In the meantime, Assange was fighting against an order by a Swedish court to detain him as a result of an investigation into allegations of rape, sexual molestation and unlawful coercion. He was arrested in December 2010 in Britain on a European warrant. Assange denied the allegations and said from the outset that it was a pretext to extradite him to the United States to face charges over the WikiLeaks releases.

In 2011, WikiLeaks released thousands of previously unpublished U.S. diplomatic cables from its cache of more than 250,000 State Department reports.

WAS WIKILEAKS THE ONLY ONLINE ACTIVIST?

No. A loose grouping of cyber activists supporting WikiLeaks launched a spate of online attacks on organisations seen as hostile to the site, and then after Assange’s arrest in 2010, they started spreading the leaked documents far and wide online.

Another group of internet activists operating under the name “Anonymous” temporarily brought down websites of credit card giants MasterCard and Visa after they had stopped processing donations to WikiLeaks.

Today, the site says it accepts donations in cryptocurrencies, including bitcoin.

While the U.S. government viewed Assange as reckless for putting its agents at risk of harm by publishing their names, his supporters hailed him as a hero for promoting free speech and exposing war crimes.

“We firmly believe that Mr. Assange never should have been charged under the Espionage Act and engaged in (an) exercise that journalists engage in every day,” his U.S. lawyer, Barry Pollack, told reporters outside the court.

He said WikiLeaks’ work would continue.

Assange’s British and Australian lawyer Jennifer Robinson thanked the Australian government for securing Assange’s release. His father, John Shipton, told Reuters he was relieved.

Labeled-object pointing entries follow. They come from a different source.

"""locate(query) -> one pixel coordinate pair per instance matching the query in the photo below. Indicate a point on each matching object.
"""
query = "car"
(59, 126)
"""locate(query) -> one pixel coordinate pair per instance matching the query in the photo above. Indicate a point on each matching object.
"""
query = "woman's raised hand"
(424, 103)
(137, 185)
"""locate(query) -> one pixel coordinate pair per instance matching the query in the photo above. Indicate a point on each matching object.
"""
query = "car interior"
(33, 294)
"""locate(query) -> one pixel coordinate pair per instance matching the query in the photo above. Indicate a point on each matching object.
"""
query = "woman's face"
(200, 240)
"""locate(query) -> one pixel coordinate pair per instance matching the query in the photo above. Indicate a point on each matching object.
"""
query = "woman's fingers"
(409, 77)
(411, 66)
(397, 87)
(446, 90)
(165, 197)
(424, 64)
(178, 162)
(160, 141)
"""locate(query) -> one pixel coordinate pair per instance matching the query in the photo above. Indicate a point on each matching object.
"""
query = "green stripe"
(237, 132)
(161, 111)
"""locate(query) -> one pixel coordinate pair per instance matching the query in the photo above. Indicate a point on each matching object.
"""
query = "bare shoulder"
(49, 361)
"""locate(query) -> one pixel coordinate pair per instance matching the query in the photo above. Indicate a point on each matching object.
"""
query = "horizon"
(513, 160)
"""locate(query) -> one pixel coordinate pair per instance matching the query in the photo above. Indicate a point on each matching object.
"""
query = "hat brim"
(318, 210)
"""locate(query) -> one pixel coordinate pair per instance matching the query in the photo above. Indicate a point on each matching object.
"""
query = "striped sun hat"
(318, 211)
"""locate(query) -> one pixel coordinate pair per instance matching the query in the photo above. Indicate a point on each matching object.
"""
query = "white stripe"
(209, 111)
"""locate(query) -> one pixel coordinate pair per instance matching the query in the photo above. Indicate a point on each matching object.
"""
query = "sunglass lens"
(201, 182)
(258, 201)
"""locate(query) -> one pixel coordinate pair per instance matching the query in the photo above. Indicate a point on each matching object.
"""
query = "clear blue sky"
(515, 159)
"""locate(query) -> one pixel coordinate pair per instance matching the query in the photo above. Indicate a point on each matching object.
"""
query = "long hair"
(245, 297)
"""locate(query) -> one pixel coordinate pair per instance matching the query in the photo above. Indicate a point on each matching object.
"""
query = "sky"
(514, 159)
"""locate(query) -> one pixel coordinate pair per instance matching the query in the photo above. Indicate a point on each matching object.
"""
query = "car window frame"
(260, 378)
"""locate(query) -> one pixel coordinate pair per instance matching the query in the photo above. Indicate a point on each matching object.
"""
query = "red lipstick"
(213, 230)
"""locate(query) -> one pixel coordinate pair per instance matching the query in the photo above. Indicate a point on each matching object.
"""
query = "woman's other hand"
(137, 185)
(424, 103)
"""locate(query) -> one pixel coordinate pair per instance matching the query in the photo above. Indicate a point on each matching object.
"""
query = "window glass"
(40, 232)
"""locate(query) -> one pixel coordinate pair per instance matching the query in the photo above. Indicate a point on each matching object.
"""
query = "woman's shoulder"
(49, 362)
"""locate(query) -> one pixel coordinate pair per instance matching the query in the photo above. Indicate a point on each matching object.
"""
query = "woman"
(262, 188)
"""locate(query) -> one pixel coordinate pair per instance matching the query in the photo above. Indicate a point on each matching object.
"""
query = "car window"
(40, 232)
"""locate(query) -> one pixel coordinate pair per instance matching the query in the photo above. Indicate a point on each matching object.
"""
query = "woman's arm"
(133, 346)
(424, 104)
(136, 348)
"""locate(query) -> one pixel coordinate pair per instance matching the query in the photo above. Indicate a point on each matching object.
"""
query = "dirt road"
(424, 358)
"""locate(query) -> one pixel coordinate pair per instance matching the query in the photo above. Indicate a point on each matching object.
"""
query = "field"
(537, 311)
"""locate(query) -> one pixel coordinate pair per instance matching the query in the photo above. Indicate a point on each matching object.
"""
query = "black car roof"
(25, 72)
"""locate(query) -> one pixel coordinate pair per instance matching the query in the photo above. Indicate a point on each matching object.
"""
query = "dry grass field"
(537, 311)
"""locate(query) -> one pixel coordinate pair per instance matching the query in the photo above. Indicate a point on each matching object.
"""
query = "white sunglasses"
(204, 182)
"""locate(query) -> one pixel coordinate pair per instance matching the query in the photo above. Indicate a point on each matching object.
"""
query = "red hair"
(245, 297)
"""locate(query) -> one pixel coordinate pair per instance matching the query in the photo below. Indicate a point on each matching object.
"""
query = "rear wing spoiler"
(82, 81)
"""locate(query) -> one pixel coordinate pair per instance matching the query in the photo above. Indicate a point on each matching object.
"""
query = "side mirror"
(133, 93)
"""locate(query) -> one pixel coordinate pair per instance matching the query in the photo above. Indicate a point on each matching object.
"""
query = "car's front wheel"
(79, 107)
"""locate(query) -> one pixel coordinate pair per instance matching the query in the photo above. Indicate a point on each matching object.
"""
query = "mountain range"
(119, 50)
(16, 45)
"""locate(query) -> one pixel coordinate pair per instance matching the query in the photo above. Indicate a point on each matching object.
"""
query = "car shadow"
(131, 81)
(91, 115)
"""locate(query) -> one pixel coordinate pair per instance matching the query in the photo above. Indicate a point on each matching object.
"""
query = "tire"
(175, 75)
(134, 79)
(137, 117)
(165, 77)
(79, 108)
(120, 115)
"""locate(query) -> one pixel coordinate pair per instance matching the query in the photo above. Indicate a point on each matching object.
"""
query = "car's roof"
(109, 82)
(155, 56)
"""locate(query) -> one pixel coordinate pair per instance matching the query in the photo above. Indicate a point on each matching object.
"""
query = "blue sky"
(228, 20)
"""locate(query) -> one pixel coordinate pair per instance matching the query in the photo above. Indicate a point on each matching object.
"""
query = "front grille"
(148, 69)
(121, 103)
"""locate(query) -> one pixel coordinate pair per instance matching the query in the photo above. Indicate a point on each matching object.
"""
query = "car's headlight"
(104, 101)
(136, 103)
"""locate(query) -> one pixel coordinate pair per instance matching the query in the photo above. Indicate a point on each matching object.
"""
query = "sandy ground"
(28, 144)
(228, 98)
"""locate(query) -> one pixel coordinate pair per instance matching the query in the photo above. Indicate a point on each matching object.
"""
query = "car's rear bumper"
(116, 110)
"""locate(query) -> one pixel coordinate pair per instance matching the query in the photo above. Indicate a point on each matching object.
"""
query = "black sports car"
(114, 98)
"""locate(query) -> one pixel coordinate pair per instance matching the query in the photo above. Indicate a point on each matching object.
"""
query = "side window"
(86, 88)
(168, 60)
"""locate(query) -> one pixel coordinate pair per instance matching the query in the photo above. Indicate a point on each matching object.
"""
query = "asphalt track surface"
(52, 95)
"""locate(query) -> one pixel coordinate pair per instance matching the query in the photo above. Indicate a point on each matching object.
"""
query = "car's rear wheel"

“That Julian can come home to Australia and see his family regularly and do the ordinary things of life is a treasure,” Shipton said in Canberra, where he was waiting for his son.

“The beauty of the ordinary is the essence of life.”

Assange had agreed to plead guilty to a single criminal count, according to filings in the U.S. District Court for the Northern Mariana Islands.

The U.S. territory in the western Pacific was chosen due to his opposition to travelling to the mainland U.S. and for its proximity to Australia, prosecutors said.

Politicians in Australia who had campaigned for his release raised concern about the guilty plea on U.S. soil, saying he was a journalist who had been convicted for doing his job.

“That is a really alarming precedent. It is the sort of thing we’d expect in an authoritarian or totalitarian country,” said Andrew Wilkie, an independent lawmaker who led a parliamentary group advocating for Assange.

Assange spent more than five years in what Judge Manglona called one of Britain’s harshest prisons and seven years holed up in the Ecuadorean embassy in London as he fought extradition.

While stuck at the embassy he had two sons with Stella, who had been one of his lawyers. They married in 2022 at Belmarsh prison in London.